Both figures looked up, the taller immediately gesturing for her to come into the outer office. She knew it was Daniel even if she couldn’t see his blond hair and plastic-framed glasses through the thick helmet. He was the closest thing to an elf she’d seen since moving out here, and it bothered her that she’d been drawn to his slim build and light hair like a junkie.
Acknowledging him, she punched in the four-digit code to his door lock and entered his office. Only one window now separated them, and smiling, she went to the communication panel, as familiar with his office as her own. “Hi, Daniel,” she said, making sure her cleavage wasn’t showing as she leaned over the mic. “How long until you’re done?”
Daniel turned from his setup, fingers clumsy in the one-size-fits-all glove. “Trisk? What can I do for you this morning?”
Stifling another yawn, she raised her wrist and tapped her watch. “It’s noon. We have a plate of mac and cheese upstairs waiting for us. You promised.”
“Noon?” Daniel turned to his assistant. “Larry, why didn’t you tell me it was that late?”
“Sorry, Doctor.” Larry’s sour voice came faintly over the open channel. “I thought you were going to skip lunch. Again.”
Trisk hid a smile at the faint accusation in the man’s voice, but Daniel was known to forget to eat lunch. Go home at the end of the day. Have a life. She made a mental note to set aside a piece of cake for Larry as well.
“Oh, jeez . . .” Daniel turned back to Larry, clearly not wanting to leave him to work alone. “Trisk, can you give us another five minutes?”
“Just go,” the assistant said in resignation. “I can finish this myself. Probably faster than with your help, even.”
“Thanks, Larry. I appreciate that.”
Trisk rocked back as Daniel gave Larry some last instructions, moving slowly and awkwardly to the decontamination room. Knowing it would take him some time to work through the SOP, Trisk settled herself at Daniel’s terminal and punched in his password.
Fingers moving adroitly over the keyboard, she brought up the latest coding for the protein coat around the tactical virus he was working with. Again, she glanced at Daniel, his helmet off now as he closed his eyes against the glare of the decontamination light and scrubbed at his scalp as if he were in the shower.
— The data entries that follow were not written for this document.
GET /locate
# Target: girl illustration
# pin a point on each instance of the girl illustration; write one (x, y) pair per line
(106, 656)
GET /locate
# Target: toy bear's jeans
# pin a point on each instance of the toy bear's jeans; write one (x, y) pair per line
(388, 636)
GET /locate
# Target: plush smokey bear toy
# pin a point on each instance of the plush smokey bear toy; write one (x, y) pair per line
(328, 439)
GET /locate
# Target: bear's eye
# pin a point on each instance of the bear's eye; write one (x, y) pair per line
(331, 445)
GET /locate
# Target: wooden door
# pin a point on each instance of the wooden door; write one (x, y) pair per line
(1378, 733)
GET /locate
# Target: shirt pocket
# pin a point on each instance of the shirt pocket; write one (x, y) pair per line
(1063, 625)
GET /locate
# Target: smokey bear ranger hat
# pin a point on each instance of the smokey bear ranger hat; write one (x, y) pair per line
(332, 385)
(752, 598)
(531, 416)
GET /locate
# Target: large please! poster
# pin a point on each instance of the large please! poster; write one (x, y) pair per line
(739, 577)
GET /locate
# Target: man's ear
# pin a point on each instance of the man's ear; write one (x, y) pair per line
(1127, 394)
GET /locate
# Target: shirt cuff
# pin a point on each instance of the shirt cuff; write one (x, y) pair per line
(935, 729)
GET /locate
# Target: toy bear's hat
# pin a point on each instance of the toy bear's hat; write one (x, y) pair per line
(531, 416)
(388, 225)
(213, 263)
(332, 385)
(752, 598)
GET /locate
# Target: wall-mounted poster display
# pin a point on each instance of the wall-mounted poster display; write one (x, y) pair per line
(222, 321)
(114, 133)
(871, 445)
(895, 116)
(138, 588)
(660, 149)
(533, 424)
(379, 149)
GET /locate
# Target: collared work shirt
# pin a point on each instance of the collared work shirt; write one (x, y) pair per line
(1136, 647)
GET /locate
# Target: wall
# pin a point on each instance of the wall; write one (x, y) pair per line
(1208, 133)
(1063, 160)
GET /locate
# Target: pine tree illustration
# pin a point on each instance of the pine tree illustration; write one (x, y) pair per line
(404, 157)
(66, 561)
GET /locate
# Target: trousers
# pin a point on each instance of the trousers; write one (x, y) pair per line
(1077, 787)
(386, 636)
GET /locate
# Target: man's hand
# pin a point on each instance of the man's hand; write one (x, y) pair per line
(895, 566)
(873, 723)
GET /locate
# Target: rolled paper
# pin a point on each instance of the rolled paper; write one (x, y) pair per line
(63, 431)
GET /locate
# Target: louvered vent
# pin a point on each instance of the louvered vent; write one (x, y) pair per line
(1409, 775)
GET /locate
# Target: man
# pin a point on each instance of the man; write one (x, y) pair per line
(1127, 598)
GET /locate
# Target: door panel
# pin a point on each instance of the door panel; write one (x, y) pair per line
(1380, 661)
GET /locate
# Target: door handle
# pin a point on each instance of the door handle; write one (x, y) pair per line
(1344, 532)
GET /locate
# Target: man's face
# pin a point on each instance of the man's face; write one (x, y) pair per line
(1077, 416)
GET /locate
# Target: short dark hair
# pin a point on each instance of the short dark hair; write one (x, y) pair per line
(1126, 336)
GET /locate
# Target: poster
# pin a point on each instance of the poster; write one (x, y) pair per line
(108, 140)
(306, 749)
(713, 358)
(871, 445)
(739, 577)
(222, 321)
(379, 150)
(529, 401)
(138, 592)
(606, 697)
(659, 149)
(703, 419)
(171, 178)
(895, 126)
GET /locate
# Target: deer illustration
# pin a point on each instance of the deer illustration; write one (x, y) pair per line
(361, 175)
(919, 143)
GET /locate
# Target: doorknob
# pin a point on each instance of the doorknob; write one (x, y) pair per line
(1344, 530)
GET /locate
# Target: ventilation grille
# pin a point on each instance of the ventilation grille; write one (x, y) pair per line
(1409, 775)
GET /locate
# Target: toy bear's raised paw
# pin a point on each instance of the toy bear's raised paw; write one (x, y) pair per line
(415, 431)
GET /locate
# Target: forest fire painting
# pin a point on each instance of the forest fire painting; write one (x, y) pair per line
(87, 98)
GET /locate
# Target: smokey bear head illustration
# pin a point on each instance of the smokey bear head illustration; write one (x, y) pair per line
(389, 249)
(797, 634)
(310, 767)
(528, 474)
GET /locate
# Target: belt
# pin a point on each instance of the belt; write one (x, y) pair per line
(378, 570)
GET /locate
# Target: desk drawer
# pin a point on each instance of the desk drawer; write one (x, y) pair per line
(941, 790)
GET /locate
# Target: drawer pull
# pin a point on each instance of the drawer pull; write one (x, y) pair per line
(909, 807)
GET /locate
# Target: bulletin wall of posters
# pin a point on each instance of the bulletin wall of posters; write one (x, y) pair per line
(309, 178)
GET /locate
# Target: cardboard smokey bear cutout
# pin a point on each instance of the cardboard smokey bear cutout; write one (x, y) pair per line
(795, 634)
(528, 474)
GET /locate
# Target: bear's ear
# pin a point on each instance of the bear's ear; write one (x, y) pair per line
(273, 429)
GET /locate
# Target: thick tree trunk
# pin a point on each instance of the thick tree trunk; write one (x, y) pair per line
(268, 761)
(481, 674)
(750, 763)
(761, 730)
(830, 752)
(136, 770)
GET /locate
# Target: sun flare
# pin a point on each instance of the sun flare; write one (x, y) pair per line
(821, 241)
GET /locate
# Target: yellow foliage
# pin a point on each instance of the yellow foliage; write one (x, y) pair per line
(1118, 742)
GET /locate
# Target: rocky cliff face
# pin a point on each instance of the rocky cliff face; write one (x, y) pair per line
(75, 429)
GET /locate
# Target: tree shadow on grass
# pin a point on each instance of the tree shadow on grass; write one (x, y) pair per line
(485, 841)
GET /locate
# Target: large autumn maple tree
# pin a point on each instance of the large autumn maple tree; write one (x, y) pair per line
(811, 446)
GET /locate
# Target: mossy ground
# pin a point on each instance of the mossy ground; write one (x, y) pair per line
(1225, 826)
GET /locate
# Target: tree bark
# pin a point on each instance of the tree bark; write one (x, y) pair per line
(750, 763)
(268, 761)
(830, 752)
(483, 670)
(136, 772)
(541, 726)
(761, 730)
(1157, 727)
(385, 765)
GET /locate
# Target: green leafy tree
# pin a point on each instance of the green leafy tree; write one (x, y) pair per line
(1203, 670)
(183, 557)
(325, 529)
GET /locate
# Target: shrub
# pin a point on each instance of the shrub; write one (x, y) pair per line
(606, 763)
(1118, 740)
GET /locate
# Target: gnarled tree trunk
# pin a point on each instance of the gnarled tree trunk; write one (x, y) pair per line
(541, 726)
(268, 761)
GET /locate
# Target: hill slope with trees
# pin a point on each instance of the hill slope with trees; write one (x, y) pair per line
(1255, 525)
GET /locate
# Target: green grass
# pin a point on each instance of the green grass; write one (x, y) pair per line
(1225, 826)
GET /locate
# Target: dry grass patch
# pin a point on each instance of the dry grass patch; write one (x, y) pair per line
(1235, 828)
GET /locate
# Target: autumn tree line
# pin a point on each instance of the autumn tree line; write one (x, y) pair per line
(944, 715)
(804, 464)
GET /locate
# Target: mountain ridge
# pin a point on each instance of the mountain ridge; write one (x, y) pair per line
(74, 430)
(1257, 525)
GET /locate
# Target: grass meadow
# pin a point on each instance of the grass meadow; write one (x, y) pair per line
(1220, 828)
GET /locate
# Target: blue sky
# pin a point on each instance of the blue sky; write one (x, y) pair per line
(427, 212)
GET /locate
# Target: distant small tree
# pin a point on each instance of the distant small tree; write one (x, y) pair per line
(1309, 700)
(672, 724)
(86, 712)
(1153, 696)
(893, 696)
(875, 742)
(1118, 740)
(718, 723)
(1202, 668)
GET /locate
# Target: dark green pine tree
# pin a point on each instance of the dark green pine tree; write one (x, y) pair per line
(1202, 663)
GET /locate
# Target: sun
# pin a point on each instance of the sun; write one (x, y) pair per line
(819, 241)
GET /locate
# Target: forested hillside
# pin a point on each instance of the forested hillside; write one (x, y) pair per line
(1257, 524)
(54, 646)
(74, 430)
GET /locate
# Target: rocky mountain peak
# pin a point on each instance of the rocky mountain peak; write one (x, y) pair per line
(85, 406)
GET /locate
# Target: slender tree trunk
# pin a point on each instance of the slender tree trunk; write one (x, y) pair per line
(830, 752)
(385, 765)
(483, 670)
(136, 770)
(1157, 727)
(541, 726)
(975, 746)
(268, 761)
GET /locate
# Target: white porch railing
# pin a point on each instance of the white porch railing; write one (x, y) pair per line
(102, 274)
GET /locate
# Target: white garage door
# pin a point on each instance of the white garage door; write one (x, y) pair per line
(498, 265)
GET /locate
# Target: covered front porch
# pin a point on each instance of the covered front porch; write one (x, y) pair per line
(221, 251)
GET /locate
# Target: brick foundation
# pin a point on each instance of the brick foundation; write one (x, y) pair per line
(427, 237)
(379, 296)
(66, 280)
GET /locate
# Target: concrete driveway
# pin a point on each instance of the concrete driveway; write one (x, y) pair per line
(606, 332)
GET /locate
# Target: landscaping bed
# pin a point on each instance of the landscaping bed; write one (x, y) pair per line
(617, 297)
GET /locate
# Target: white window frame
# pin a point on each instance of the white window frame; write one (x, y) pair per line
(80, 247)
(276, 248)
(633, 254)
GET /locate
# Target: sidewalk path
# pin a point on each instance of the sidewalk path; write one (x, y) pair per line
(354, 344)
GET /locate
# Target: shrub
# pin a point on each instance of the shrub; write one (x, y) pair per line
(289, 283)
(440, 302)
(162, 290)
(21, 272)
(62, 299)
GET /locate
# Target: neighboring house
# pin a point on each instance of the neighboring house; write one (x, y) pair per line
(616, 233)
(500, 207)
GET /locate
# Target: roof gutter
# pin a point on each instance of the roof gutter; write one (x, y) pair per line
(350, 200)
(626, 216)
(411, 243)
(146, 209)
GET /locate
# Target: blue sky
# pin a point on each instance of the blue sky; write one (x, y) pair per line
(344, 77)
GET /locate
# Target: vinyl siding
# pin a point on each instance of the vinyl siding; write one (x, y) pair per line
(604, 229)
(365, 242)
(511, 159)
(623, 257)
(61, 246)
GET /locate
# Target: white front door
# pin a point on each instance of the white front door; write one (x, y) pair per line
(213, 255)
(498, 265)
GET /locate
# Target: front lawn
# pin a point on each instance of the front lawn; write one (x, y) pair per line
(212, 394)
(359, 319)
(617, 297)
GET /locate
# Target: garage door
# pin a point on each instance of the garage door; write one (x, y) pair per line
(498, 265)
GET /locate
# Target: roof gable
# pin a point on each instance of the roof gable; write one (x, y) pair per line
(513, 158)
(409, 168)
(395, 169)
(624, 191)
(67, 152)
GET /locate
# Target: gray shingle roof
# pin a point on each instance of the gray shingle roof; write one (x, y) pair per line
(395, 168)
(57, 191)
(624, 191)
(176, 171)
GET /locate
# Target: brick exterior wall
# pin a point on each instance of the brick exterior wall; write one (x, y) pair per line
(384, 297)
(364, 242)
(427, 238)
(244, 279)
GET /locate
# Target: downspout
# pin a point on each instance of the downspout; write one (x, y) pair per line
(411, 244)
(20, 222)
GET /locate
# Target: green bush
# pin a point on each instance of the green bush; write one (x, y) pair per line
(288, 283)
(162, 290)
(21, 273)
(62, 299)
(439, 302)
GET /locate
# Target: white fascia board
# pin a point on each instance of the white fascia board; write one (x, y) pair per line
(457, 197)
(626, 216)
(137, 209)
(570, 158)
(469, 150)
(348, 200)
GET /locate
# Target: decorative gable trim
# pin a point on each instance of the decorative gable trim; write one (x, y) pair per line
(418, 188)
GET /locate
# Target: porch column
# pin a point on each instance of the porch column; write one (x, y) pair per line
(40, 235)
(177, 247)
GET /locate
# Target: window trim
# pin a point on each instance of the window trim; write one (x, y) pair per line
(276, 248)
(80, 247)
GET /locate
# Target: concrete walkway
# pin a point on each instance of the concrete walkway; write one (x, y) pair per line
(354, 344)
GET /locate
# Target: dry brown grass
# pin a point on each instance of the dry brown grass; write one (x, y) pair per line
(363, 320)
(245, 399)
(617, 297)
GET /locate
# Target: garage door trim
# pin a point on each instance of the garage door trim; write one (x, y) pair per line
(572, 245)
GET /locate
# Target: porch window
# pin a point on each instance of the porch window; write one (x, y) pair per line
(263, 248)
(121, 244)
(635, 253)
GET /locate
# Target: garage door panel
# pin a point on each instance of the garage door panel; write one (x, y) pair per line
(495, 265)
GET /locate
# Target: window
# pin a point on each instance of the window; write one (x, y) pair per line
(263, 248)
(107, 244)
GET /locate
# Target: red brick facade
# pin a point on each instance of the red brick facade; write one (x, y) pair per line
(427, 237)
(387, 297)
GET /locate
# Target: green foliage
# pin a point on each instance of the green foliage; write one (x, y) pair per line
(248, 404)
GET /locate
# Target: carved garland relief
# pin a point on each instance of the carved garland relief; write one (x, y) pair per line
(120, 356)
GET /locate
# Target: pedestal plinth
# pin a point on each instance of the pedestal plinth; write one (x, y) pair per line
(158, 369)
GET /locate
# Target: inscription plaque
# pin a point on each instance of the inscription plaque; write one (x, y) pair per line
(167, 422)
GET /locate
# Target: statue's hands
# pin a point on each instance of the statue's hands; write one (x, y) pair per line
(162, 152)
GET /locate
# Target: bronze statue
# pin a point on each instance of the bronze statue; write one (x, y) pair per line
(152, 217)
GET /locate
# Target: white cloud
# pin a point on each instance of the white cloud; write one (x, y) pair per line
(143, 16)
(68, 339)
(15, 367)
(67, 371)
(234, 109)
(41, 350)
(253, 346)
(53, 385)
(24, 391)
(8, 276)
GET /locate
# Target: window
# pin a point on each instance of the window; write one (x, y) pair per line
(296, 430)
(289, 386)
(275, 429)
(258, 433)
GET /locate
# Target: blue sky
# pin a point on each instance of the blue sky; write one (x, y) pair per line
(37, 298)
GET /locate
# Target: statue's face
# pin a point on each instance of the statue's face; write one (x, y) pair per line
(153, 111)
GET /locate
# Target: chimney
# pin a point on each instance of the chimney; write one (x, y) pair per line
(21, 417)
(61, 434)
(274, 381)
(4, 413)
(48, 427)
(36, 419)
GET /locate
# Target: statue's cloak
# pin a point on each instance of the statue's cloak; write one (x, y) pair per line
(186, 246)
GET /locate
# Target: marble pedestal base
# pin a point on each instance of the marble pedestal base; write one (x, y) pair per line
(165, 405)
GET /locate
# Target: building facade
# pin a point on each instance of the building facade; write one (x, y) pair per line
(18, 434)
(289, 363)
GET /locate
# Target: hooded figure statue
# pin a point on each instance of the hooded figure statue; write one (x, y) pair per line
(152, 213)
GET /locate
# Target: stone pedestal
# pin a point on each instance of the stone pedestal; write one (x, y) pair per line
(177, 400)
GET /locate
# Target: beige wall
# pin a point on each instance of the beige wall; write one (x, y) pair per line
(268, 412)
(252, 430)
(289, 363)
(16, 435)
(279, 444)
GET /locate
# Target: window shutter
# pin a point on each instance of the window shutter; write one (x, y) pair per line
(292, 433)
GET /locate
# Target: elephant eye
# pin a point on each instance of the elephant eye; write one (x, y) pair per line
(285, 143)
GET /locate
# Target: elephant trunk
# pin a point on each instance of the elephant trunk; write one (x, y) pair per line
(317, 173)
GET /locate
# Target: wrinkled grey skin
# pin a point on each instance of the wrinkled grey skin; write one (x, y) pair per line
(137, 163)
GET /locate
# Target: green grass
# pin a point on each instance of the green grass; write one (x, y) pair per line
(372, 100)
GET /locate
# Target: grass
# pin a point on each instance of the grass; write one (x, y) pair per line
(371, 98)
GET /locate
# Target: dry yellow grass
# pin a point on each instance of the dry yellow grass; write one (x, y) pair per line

Returning to the screen, she compared the code to the one hand-printed on a scrap of paper she took from her pocket.
Perfect. Her last tweak to his work had taken. Now, even if his tactical virus should be deployed, it would have no effect whatsoever on her people. They were invisible to it. Ghosts.
Reaching out a sliver of her awareness, she touched her mind to the nearest ley line, squirming when the broken feel of it eased into her. The lines were fractured on the West Coast due to the constant mini-quakes. Both the movement and the slippery feel to the lines were big reasons why all the elven labs were east of the Mississippi, and though their vagrant feel still gave her the willies, she’d gotten better at using them the last couple of years.
Tightening her grip on the one running through Sacramento, she channeled the slip of energy through her, supplementing her body’s natural energy. “Flagro,” she whispered to direct the influx of tingly power going into her hands.
The paper with its incriminating message of A’s, G’s, T’s, and C’s burst into flame, consumed so quickly it didn’t even singe her fingers.
Sighing in relief, she waved the smoke to nothing. It was done. Sa’han Ulbrine had been correct in that human genetic studies needed to be watched, and she’d first brought Daniel’s research to the enclave’s attention almost eighteen months ago. Sa’han Ulbrine had advised her to completely sabotage the tactical virus, even after she’d explained that its intent was to sicken, not kill. She’d argued that in a world focused on biological weapons instead of space exploration, this was the first time anyone had tried to develop a tactical virus instead of a lethal one. Success here, she argued, might turn other human labs in a similar nonlethal direction.
To her surprise, the political body of elves had listened to her petition, accepting her plan to adapt the outer protein coat of Daniel’s virus to make not just elves, but all paranormal species immune to it. That her research was being shared with every enclave-run lab in the states was heady. That the enclave had trusted her to complete the modifications before the virus went to live trials had worried her. Now that it was done, she was more than a little relieved.
Even to humans, the virus would do little harm, causing twenty-four hours of frightening skin eruptions, fatigue, and fever. Its effect was toxin-based, and with no host or natural carriers, it was short-lived and unable to reproduce outside of the lab. If the upcoming live tests went well, it would become the first of a proposed line of tactical biological weapons designed to down anything from a plane to an entire city held by a foreign force.